To ensure the Scottish public are making healthy choices when it comes to food, the Scottish government has released a Diet and Healthy Weight Delivery Plan.
The plan includes measures to reduce diet-related health inequalities, and ensures that the food environment in Scotland supports healthier choices. Restrictions will be placed on the marketing and promotion of goods that are high in fat, sugar or salt, and have little or no essential nutrients.
Children will be encouraged to maintain a well-balanced, nutritional diet, and training will be provided for frontline staff in services working with families, parents and children. The Scottish government said: “Nearly one in three children in Scotland are at risk of being overweight or obese.”
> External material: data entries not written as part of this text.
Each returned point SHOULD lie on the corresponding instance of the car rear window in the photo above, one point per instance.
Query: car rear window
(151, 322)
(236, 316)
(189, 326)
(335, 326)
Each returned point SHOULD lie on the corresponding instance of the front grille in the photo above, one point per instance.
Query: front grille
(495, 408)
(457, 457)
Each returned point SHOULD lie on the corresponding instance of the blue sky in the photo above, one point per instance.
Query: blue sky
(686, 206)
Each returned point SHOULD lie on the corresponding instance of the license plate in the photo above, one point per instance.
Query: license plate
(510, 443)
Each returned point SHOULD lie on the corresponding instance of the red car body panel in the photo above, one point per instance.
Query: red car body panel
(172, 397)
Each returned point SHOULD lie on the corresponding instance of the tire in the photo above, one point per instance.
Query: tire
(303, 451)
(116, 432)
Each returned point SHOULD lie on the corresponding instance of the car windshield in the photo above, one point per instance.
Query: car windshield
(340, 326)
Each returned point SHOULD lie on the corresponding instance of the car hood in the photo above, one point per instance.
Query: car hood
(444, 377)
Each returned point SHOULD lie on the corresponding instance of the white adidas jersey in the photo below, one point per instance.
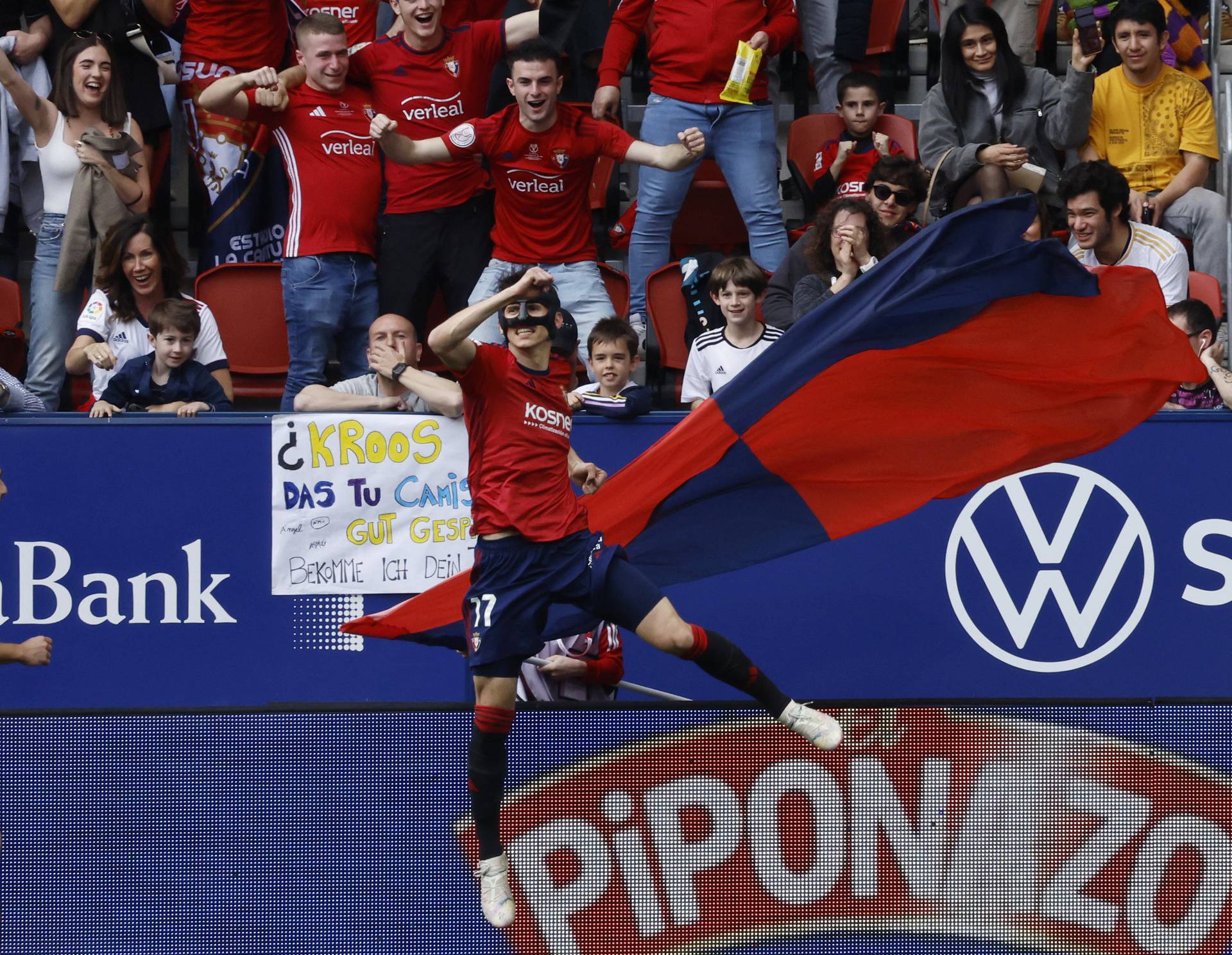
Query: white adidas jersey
(714, 361)
(131, 339)
(1157, 250)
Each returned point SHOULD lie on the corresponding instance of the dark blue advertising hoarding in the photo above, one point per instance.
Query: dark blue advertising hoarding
(143, 549)
(995, 830)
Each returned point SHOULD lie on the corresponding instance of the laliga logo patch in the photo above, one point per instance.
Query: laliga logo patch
(462, 136)
(1007, 611)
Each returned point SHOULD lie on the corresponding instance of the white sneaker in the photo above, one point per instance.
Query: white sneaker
(819, 729)
(494, 895)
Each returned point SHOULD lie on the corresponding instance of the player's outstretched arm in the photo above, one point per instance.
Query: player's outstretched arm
(589, 477)
(522, 28)
(403, 151)
(451, 339)
(672, 158)
(226, 96)
(33, 652)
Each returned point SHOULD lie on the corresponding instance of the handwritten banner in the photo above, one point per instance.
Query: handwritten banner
(369, 503)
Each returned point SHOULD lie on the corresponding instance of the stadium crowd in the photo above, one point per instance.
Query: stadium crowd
(441, 158)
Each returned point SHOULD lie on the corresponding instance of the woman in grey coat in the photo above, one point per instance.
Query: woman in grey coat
(997, 115)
Scotland’s public health minister Joe Fitzpatrick said: “We’ve pledged to halve childhood obesity by 2030 and that ambition is at the heart of our delivery plan. I am proud to publish it at the start of National Childhood Obesity Week.”
Scottish people will also gain wider access to effective weight management services, with particular focus on those with type-2 diabetes. The Scottish government said: “[We] will invest £42 million over five years to establish supported weight management interventions as a core part of treatment services for people with, or at risk of, type-2 diabetes. This will be supported by a type-2 diabetes prevention, early detection and early intervention framework, to be published in summer 2018.”
The government also pledges to support overweight or obese people from deprived communities, and will continue to fund health boards to do so.
Fitzpatrick continued: “I want everyone, across all sectors including government, citizens, the public and third sectors and businesses to play their part in achieving our bold vision to significantly reduce health inequalities.”